Minori adescati sui social, l’accusa
L’uomo avrebbe ottenuto da lei foto in mutande, mentre era sdraiata a letto, o a petto nudo, parzialmente coperto da un peluche. Al processo è stata ascoltata la sorella della vittima. “È stata mia mamma a mostrarmi la chat dal telefono di mia sorella – ha raccontato la ragazza oggi 25enne, secondo il quotidiano Il Giorno che riporta la notizia – Era stato lui a iniziare a mandarle i messaggi su Messenger. Prima avevano iniziato a parlare di cosa facevano durante la giornata. Poi lui le aveva chiesto quanti anni aveva e mia sorella aveva risposto che aveva 11 anni e lui aveva risposto che pensava che ne avesse 16 anni. Le ha chiesto di mandargli una foto e lei ne ha fatta una al petto, ma con l’orsacchiotto davanti. Quando mia mamma l’ha scoperto, mia sorella si è vergognata per non averlo raccontato. Anche a me, a 15 – 16 anni, l’imputato, paesano di mio padre, aveva chiesto di incontrarci quando rientravamo in Sicilia.”

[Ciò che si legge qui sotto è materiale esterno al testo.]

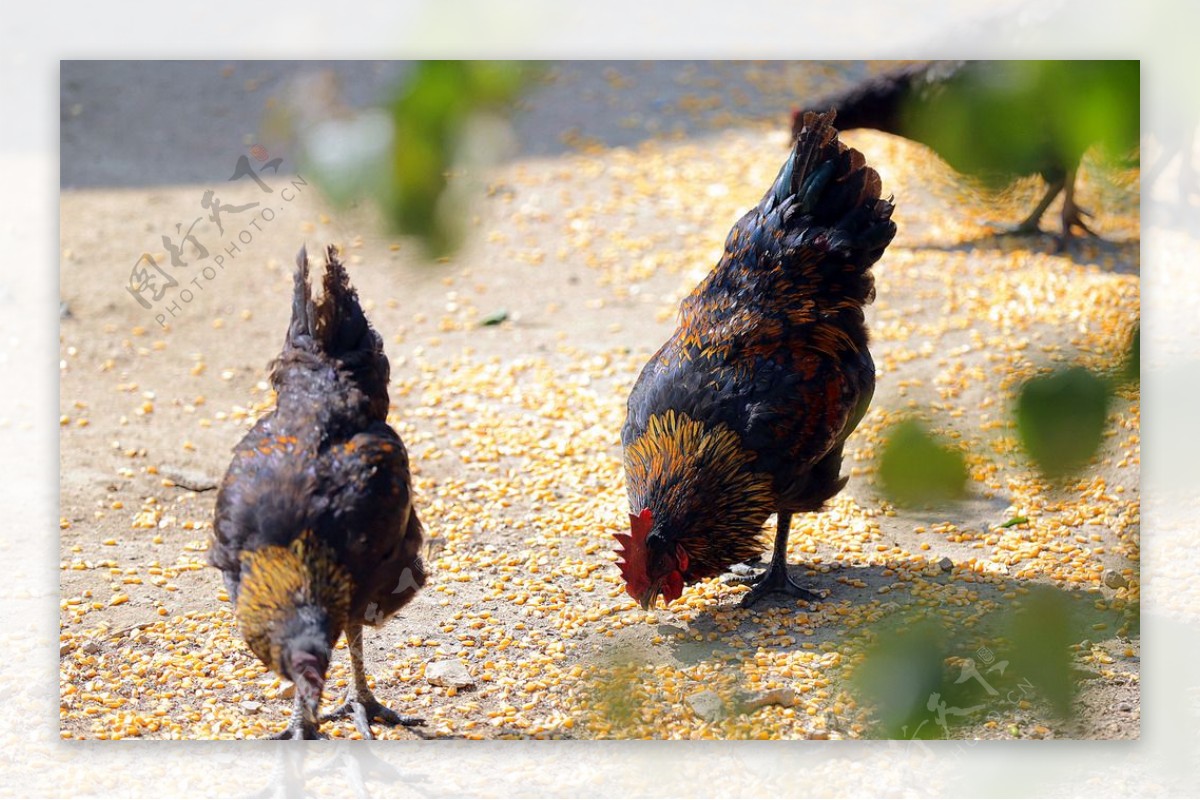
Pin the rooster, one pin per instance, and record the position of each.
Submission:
(315, 529)
(745, 409)
(994, 119)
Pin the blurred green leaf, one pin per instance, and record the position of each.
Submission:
(414, 157)
(1041, 631)
(1132, 371)
(999, 119)
(917, 469)
(496, 317)
(1060, 419)
(900, 671)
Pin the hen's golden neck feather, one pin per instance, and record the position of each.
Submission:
(277, 581)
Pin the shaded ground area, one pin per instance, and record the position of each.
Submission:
(618, 202)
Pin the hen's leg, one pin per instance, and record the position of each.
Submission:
(775, 579)
(1073, 215)
(303, 723)
(1030, 224)
(361, 705)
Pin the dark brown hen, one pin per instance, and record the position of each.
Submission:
(315, 529)
(744, 411)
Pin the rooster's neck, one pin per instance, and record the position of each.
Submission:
(699, 482)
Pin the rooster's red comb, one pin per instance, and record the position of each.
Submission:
(633, 553)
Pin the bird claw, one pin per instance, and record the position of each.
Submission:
(363, 711)
(300, 731)
(775, 581)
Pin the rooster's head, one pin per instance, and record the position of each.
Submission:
(651, 564)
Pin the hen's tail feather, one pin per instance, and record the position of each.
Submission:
(333, 329)
(826, 199)
(301, 331)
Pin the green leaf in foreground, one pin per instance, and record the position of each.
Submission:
(1060, 419)
(1042, 629)
(917, 469)
(496, 317)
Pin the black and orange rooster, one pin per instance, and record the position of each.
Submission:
(744, 411)
(315, 530)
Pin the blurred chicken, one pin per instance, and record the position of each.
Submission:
(744, 411)
(999, 120)
(315, 530)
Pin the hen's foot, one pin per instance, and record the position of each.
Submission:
(301, 729)
(365, 710)
(775, 581)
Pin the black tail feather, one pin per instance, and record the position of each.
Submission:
(301, 331)
(827, 198)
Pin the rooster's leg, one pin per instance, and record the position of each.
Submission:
(1030, 224)
(361, 704)
(775, 579)
(1073, 215)
(303, 723)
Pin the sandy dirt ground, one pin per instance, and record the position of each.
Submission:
(624, 182)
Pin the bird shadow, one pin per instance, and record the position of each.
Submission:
(357, 763)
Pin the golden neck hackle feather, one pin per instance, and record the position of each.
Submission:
(279, 579)
(687, 469)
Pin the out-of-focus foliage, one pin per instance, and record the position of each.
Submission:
(1132, 371)
(1041, 630)
(923, 675)
(1060, 419)
(917, 469)
(901, 668)
(999, 119)
(447, 120)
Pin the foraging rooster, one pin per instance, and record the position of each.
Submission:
(1001, 119)
(744, 411)
(315, 529)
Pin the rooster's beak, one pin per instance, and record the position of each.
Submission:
(648, 600)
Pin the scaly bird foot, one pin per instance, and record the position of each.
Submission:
(365, 710)
(742, 575)
(300, 731)
(775, 581)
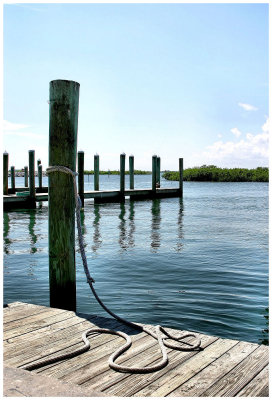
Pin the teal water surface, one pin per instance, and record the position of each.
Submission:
(198, 264)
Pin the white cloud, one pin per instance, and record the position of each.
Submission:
(253, 151)
(247, 107)
(12, 129)
(236, 132)
(10, 126)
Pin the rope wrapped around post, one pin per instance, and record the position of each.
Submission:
(161, 335)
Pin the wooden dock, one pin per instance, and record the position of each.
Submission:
(102, 196)
(224, 368)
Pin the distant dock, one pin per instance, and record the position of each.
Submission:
(225, 367)
(13, 201)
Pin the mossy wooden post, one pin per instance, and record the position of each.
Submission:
(12, 179)
(158, 172)
(154, 173)
(5, 173)
(63, 123)
(131, 172)
(181, 176)
(26, 176)
(122, 176)
(80, 170)
(31, 165)
(40, 175)
(96, 172)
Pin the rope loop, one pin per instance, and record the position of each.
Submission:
(161, 334)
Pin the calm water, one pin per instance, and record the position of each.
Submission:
(199, 264)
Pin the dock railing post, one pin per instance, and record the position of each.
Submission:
(40, 175)
(181, 176)
(131, 172)
(26, 176)
(5, 173)
(63, 124)
(96, 172)
(12, 179)
(154, 173)
(31, 162)
(80, 170)
(122, 175)
(158, 172)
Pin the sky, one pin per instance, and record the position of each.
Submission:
(176, 80)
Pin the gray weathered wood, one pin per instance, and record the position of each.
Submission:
(195, 386)
(154, 173)
(26, 175)
(40, 175)
(131, 172)
(122, 175)
(31, 164)
(63, 124)
(5, 173)
(96, 172)
(80, 170)
(158, 172)
(12, 179)
(181, 175)
(225, 367)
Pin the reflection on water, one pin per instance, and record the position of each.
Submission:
(126, 227)
(6, 238)
(97, 241)
(198, 264)
(33, 236)
(122, 228)
(179, 244)
(155, 224)
(131, 225)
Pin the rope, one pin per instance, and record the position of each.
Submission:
(161, 335)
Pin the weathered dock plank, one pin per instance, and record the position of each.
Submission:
(14, 201)
(195, 386)
(224, 368)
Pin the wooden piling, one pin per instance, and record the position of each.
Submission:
(12, 179)
(31, 164)
(122, 175)
(5, 173)
(131, 172)
(26, 176)
(154, 173)
(80, 170)
(158, 172)
(181, 175)
(96, 172)
(40, 175)
(63, 123)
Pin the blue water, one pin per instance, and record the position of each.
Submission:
(198, 264)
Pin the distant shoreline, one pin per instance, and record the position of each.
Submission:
(21, 173)
(211, 173)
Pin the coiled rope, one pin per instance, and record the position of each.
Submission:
(161, 335)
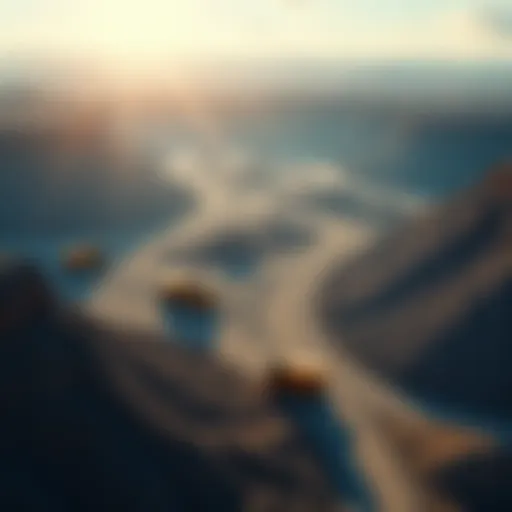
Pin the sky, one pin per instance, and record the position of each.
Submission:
(138, 33)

Foto compromettenti, l’allarme dei genitori
Sono stati i genitori a denunciare le chat hot, permettendo ai carabinieri di risalire all’autore delle richieste alle due bambine. L’uomo ha qualche precedente di polizia. I fatti risalgono al 2019. Il messinese, ascoltato dagli inquirenti, ha sempre respinto l’accusa.